Excelência Presidente, todos nós reconhecemos que, naquela fatídica tarde do dia 01 de Fevereiro, houve mortes a lamentar, porquanto, são homens, chefes da família que pereceram suas vidas em pleno exercício das suas funções de defender os titulares dos órgãos da soberania e as Instituições da República. Assim, qualquer que seja o móbil, é condenável a todos os níveis. Por isso, o Coletivo dos Advogados subscritor desta carta é ciente do quão foi doloroso naquela dia.
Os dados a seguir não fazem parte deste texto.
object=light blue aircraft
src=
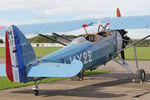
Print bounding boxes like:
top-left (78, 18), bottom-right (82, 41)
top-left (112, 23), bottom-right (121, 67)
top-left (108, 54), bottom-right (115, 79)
top-left (0, 8), bottom-right (150, 95)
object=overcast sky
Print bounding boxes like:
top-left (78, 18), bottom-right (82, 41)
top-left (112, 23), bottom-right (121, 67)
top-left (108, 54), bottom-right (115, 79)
top-left (0, 0), bottom-right (150, 25)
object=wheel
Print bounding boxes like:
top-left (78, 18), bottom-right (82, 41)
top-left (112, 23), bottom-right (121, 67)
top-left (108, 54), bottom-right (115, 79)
top-left (34, 90), bottom-right (39, 96)
top-left (138, 69), bottom-right (145, 82)
top-left (71, 72), bottom-right (84, 81)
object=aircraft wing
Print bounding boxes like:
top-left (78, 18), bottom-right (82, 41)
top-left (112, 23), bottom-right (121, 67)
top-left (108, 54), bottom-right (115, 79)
top-left (101, 15), bottom-right (150, 29)
top-left (0, 64), bottom-right (6, 76)
top-left (17, 19), bottom-right (98, 34)
top-left (0, 19), bottom-right (98, 35)
top-left (26, 60), bottom-right (83, 77)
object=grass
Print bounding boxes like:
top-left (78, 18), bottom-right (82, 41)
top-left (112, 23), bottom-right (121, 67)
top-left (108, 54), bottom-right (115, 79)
top-left (0, 47), bottom-right (150, 60)
top-left (0, 70), bottom-right (110, 90)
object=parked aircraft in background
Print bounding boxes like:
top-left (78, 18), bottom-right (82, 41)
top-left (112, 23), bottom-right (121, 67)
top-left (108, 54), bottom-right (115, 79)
top-left (0, 9), bottom-right (150, 95)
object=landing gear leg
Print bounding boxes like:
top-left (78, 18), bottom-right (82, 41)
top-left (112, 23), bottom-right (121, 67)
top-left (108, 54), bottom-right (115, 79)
top-left (132, 69), bottom-right (145, 83)
top-left (71, 71), bottom-right (84, 81)
top-left (32, 81), bottom-right (40, 96)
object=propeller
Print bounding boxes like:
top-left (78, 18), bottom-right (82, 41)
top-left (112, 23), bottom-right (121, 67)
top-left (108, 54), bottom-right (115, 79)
top-left (118, 30), bottom-right (130, 60)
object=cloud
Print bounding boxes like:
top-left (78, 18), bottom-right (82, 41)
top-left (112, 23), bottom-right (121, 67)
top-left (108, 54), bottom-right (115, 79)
top-left (0, 0), bottom-right (150, 16)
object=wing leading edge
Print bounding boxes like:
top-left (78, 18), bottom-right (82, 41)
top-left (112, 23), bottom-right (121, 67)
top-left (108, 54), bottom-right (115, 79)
top-left (26, 60), bottom-right (83, 77)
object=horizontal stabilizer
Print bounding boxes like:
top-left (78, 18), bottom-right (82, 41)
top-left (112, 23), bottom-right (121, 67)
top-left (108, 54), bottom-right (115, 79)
top-left (26, 60), bottom-right (83, 77)
top-left (101, 16), bottom-right (150, 29)
top-left (0, 64), bottom-right (6, 76)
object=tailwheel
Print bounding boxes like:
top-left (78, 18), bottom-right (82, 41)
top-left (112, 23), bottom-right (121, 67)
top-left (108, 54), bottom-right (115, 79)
top-left (32, 81), bottom-right (40, 96)
top-left (132, 69), bottom-right (146, 83)
top-left (71, 71), bottom-right (84, 81)
top-left (138, 69), bottom-right (145, 82)
top-left (33, 90), bottom-right (39, 96)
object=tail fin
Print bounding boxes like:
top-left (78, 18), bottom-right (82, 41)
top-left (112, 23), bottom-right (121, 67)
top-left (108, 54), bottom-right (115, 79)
top-left (117, 8), bottom-right (121, 17)
top-left (5, 25), bottom-right (37, 83)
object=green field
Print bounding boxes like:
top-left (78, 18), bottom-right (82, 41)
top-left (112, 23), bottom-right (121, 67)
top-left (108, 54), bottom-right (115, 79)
top-left (0, 70), bottom-right (110, 90)
top-left (0, 47), bottom-right (150, 60)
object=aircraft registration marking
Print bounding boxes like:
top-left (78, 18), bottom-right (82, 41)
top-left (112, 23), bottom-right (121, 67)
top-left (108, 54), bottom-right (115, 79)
top-left (69, 51), bottom-right (92, 64)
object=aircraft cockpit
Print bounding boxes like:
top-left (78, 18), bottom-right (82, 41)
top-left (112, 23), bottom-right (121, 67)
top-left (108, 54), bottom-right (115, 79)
top-left (82, 22), bottom-right (110, 42)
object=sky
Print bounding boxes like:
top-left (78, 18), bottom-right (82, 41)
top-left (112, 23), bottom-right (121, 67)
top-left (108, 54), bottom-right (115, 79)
top-left (0, 0), bottom-right (150, 38)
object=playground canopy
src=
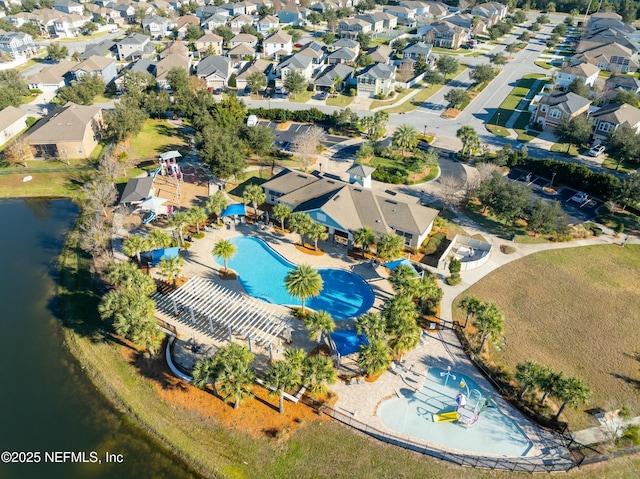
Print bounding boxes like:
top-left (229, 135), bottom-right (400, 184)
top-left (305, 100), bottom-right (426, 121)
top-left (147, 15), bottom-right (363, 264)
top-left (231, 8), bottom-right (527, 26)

Com efeitos, o Coletivo, não exige apenas a libertação dos detidos, antes pelo contrário, exige o cumprimento da Lei, que, passa necessariamente pela realização da Justiça, e tem como consequência, a definição clara da situação jurídica de cada um dos implicados ou detidos. Pois, Senhor Presidente, entre os detidos há vários grupos com situações diferenciadas;

(i) O primeiro grupo, nem se quer foi ouvido pelo Ministério Publico, ou seja, os seus nomes não constam da lista do Ministério Público como suspeitos á investigar, apesar de tudo, este grupo continua ainda preso;

(ii) O Segundo grupo, os seus nomes constam da lista do Ministério público e, foi ouvido, mas que, entretanto, de acordo com a convicção do Ministério Público não há indícios do seu envolvimento no caso, por isso, não foi acusado, e, consequentemente foi emitido mandado de soltura, que infelizmente até hoje não foi cumprido;

(iii) O Terceiro grupo, consta da Lista do Ministério Público, foi ouvido e acusado. Mais que, entretanto, durante o debate Instrutório junto do Tribunal de Instrução Criminal, a Mmª Juíza não ficou convencida do seu envolvimento e arquivou as suas acusações, e, consequentemente, ordenou a soltura, que também, infelizmente não foi cumprida ate hoje;

(iv) O Quarto grupo, consta da Lista do Ministério Público, foi ouvido e acusado, durante o debate Instrutório junto do Tribunal de Instrução Criminal, a Mmª Juíza ficou convencida do seu envolvimento e mantem-se a acusação, apesar de manter as acusações, mas, entendeu que, a liberdade deste grupo não colidiria com a moral pública, nem haveria perigo de fuga a justiça ou obstrução atividade jurisdicional e, em consequência, ordenou a soltura deste grupo, para aguardar o julgamento em liberdade, que também, infelizmente não foi cumprida ate hoje;

(v) O Quinto e ultimo grupo, consta da Lista do Ministério Público, foi ouvido e acusado, durante o debate Instrutório junto do Tribunal de Instrução Criminal, a Mmª Juíza ficou convencida do seu envolvimento e mantem-se a acusação, de facto, este ultimo grupo não beneficiou de nenhuma soltura, ou seja, a Mmº Juíza entendeu que, a liberdade deste grupo colidiria com a moral pública, pode haver perigo de fuga a justiça ou obstrução atividade jurisdicional e, em consequência, ordenou a manutenção deste grupo em prisão preventiva, embora o prazo da Prisão Preventiva esteja largamente ultrapassado;

Todos estes cinco grupos diferenciados, há muito que as suas prisões, se transformaram numa detenção ilegal, se não mesmo num sequestro, porquanto, tanto os que têm mandado de soltura e que não foram cumpridas assim como aqueles que têm a ordem de Prisão Preventiva, todos os prazos processuais já foram largamente ultrapassados.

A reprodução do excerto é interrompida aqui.